Family philanthropy drives corporate donations boom
Philanthropy has boomed since the global financial crisis, with a record high of £1.83 billion ($2.4 billion) donated in 2016.
The number of donations of £1 million ($1.3 million) and above was also up by two-thirds over the decade, according to the 10th anniversary Coutts Million Pound Donors Report released this week.
The first private bank in the UK to establish a dedicated philanthropy team noted families were increasingly interested in setting up trusts to serve their philanthropic ambitions.
The total value of corporate donations increased from just under £50 million ($66.4 million) in 2006-7 to more than £500 million ($664 million) in 2016—an increase of more than 900%. The total number of donations of £1 million or more from corporations had also risen by 282% (from 17 in 2006-7 to 65 in 2016).
The Global Family Office Report 2017 found the average family office gave $5.7 million to charitable causes over the previous 12-months, while one quarter were actively engaged in impact investing—considered by some industry watchers as Philanthropy 2.0.
Coutts said London kept its position as the hub of major philanthropy in the UK. The number of donations to UK based charities, from donors located outside the UK had increased ten-fold since the report began, from three to 30. The total value of those donations increased by more than 2,500%—from £9.8 million ($13 million) in 2006-7 to £263.5 million ($350 million) in 2016.
Lenka Setkova (pictured), executive director at Coutts Institute, said giving exactly £1 million appeared to be economically and psychologically a significant figure, which resonated with both donors and charities.
“Our report also shows that universities received the highest number of donations of £1 million or more (600), while foundations received the highest total value at £5 billion,” Setkova said.
“This reflects a trend we see at Coutts with an increasing number of clients using our philanthropy services to establish charitable trusts so that together with their family, they can make a difference to the causes they care about.”
Colgin Cellars joins LVMH
Family-controlled luxury giant LVMH is expanding its Napa Valley wine holdings, looking to increase the €4.85 billion ($5.76 billion) it made from wine and spirits last year.
LVMH has bought a 60% stake in Colgin Cellars, which produces four wines, all coveted by collectors: Tychson Hill Cabernet Sauvignon, Cariad Napa Valley Red Wine, IX Estate Napa Valley Red Wine and IX Estate Syrah.
Founder Ann Colgin and her husband Joe Wender will retain a 40% share in the 25-year-old business.
Colgin is the latest LVMH acquisition in Napa Valley.
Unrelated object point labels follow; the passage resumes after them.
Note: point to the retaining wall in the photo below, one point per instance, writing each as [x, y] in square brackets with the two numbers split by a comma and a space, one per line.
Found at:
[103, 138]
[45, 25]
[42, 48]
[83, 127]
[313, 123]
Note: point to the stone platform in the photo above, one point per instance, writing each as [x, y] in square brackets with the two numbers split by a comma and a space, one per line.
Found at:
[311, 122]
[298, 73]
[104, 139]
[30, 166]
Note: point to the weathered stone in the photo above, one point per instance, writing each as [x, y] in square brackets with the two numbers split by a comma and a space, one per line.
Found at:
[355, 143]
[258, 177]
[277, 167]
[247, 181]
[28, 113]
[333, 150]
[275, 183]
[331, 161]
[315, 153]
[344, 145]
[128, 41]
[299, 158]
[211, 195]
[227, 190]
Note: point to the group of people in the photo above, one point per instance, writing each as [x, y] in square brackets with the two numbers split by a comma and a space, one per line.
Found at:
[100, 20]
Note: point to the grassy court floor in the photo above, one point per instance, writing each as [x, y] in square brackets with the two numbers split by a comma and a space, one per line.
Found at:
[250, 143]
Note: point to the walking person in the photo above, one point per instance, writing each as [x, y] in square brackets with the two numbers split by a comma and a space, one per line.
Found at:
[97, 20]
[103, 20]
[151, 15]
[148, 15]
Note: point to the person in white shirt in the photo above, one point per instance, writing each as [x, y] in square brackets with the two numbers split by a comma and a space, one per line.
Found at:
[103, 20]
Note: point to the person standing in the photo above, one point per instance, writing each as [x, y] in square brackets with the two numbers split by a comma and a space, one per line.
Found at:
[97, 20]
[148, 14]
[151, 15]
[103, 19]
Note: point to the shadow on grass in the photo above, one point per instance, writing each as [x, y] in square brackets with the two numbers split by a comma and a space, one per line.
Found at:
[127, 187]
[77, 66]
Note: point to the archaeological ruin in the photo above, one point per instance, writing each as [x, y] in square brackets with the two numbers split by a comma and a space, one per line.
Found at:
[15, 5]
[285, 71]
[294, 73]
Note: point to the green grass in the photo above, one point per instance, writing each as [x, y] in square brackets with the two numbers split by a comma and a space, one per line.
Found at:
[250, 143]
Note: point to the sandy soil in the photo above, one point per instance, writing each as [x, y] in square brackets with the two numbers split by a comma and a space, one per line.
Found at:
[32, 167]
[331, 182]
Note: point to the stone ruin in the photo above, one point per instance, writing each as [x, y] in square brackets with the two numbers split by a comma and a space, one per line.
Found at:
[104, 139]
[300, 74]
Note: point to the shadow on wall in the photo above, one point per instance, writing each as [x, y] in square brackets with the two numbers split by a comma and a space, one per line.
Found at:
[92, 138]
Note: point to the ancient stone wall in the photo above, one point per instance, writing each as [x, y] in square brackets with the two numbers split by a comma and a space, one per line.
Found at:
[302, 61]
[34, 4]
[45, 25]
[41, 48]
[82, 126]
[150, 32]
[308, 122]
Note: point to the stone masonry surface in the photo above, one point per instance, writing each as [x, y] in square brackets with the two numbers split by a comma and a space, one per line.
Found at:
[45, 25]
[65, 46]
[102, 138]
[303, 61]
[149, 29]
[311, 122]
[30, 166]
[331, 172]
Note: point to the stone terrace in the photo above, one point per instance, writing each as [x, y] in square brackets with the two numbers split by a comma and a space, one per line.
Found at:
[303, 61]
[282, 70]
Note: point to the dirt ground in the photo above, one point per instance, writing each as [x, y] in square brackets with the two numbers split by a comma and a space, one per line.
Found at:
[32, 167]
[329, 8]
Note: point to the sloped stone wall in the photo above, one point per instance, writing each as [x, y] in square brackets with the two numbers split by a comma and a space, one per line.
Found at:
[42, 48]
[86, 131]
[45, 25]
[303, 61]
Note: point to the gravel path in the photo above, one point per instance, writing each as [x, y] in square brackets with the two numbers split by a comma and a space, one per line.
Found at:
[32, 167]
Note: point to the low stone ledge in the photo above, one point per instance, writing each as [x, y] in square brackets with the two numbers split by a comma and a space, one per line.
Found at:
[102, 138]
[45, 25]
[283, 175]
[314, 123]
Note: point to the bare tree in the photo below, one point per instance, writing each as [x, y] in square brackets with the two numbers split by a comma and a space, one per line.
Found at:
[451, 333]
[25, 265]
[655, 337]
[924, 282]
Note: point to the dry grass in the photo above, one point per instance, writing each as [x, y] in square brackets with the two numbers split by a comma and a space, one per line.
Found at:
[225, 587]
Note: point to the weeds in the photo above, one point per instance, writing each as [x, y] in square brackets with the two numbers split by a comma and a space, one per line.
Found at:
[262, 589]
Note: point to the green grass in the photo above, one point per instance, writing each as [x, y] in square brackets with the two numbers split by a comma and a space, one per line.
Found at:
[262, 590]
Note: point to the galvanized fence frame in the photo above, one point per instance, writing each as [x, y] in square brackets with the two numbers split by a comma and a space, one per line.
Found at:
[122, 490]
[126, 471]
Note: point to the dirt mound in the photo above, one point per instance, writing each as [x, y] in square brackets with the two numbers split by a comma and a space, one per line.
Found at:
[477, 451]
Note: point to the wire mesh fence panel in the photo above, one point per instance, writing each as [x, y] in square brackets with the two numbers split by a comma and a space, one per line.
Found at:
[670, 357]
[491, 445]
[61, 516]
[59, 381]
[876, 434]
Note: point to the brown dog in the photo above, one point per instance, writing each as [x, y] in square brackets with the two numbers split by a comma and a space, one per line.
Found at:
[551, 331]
In 1973, Domaine Chandon opened in Yountville, as the first sparkling wine house run by a French producer, Moët & Chandon.
LVMH chief executive and chairman Bernard Arnault, whose family holding company owns nearly half LVMH’s shares and a majority of voting rights, said he welcomed Colgin’s “unique heritage” to the company.
LVMH formed with the merger of Moët Hennessy and Louis Vuitton, its 2016 revenue was $44.7 billion.
Time flies for impact investing
The timeline aims to show how investors, social enterprises, foundations and non-profits have moved impact investing from niche to mainstream.
The map highlights key moments led by investors, organisations and companies including the Chan Zuckerberg Initiative, Ford Foundation, Goldman Sachs Asset Management, Seventh Generation, Heron Foundation, National Geographic Society, BlackRock, Rockefeller Brothers Fund, Wharton Social Impact Investing Initiative, The Giving Pledge, Tonic, and the Global Impact Investing Network.
Jean Case (pictured), the US philanthropist, investor and CampdenFB commentator, said: “The moments captured in this digital display are just some of the activities that have helped to shape the ecosystem we have today, but they bring to light the importance of distinct actions that have pushed the field forward and created opportunities for others.”